Mid-year economic outlook for nonresidential construction: Expansion continues, but vulnerabilities pile up

Emerging weakness in business investment has been hinting at softening outlays.


By ABC | August 12, 2019

Courtesy Pixabay

More than 10 years after the end of the most severe financial crisis since the Great Depression, the U.S. economy is again making history by continuing its longest-ever expansion. Nevertheless, emerging weakness in business investment has been hinting at softening outlays, giving commercial and industrial construction contractors cause for concern, according to a mid-year economic outlook by Anirban Basu, chief economist of Associated Builders and Contractors.

“Given that every expansion in U.S. history has ended in recession, leaders of construction firms are rightly wondering when the record-setting expansion will end,” said Basu. “Looking at conditions on the ground, it likely won’t be in 2019, but 2020 could be problematic for the broader economy and 2021 for a significant number of contractors.”

Basu cites numerous vulnerabilities that could trigger a recession in 2020, including:

— Trade wars

— Softening corporate earnings

— Slowing job growth

— Elevated levels of household, corporate and government debt

— Election 2020

But there are plenty of reasons to remain optimistic. “For the most part, the economy has held up better than anticipated,” said Basu. “During the first quarter of 2019, gross domestic product expanded at a smart 3.1% annualized rate. The U.S. Bureau of Economic Analysis’ initial estimate suggests that the economy slowed to 2.1% growth during the second quarter, but that neatly beat economists’ expectation that that growth had fallen below 2%.”
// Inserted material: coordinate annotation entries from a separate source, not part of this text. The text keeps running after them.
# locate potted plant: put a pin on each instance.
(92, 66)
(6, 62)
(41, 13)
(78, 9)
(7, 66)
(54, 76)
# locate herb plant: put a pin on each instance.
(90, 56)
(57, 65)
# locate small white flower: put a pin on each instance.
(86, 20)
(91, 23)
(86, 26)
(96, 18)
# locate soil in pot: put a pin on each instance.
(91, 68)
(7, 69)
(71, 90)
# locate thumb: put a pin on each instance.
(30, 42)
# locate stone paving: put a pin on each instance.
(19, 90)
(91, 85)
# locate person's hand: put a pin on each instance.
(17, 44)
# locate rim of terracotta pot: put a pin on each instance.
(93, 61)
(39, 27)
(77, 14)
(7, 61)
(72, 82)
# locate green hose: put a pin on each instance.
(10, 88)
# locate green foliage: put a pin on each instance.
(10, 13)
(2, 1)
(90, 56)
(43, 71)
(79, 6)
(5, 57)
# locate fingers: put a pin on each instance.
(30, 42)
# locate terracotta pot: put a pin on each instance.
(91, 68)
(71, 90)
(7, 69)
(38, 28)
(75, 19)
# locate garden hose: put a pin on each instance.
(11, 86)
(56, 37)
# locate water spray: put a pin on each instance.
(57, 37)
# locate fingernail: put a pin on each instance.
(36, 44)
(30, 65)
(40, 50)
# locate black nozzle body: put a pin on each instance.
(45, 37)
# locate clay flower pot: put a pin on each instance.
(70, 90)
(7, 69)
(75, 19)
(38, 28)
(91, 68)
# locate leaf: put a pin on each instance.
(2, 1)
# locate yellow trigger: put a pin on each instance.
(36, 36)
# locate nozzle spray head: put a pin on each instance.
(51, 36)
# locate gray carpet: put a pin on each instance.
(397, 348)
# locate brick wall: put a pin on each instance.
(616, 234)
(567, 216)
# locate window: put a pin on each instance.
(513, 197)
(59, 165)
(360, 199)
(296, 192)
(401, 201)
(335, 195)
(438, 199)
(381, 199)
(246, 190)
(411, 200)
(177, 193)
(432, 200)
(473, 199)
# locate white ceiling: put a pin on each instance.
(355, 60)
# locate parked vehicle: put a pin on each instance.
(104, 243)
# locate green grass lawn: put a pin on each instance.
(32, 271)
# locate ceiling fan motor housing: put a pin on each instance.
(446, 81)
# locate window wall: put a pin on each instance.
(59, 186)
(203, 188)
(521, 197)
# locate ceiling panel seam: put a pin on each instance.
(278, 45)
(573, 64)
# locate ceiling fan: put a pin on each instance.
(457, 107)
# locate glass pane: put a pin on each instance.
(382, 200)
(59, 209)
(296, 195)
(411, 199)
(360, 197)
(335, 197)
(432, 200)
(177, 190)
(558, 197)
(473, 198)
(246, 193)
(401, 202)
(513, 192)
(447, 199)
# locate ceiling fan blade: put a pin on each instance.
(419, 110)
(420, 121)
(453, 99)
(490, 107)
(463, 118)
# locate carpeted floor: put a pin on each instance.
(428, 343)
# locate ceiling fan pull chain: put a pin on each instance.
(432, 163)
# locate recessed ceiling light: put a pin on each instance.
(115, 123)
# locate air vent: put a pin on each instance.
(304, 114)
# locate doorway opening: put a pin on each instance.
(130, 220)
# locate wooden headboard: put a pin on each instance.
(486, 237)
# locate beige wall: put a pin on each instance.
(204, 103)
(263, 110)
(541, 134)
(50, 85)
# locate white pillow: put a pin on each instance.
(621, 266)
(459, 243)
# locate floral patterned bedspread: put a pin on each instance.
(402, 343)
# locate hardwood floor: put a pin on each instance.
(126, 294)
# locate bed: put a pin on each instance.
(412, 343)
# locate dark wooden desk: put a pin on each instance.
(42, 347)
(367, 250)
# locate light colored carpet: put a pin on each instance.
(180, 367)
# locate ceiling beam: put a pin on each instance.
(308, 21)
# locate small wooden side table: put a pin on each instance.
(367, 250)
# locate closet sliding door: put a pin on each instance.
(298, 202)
“The economy could continue to prove resilient,” says Basu. “To date, the economy has navigated ongoing trade disputes and associated tariffs with aplomb. It has also withstood serial interest rate hikes, the longest federal government shutdown in history, extreme weather, shifting immigration policy, ongoing labor market shortages and a lengthy investigation regarding foreign influence in U.S. elections.”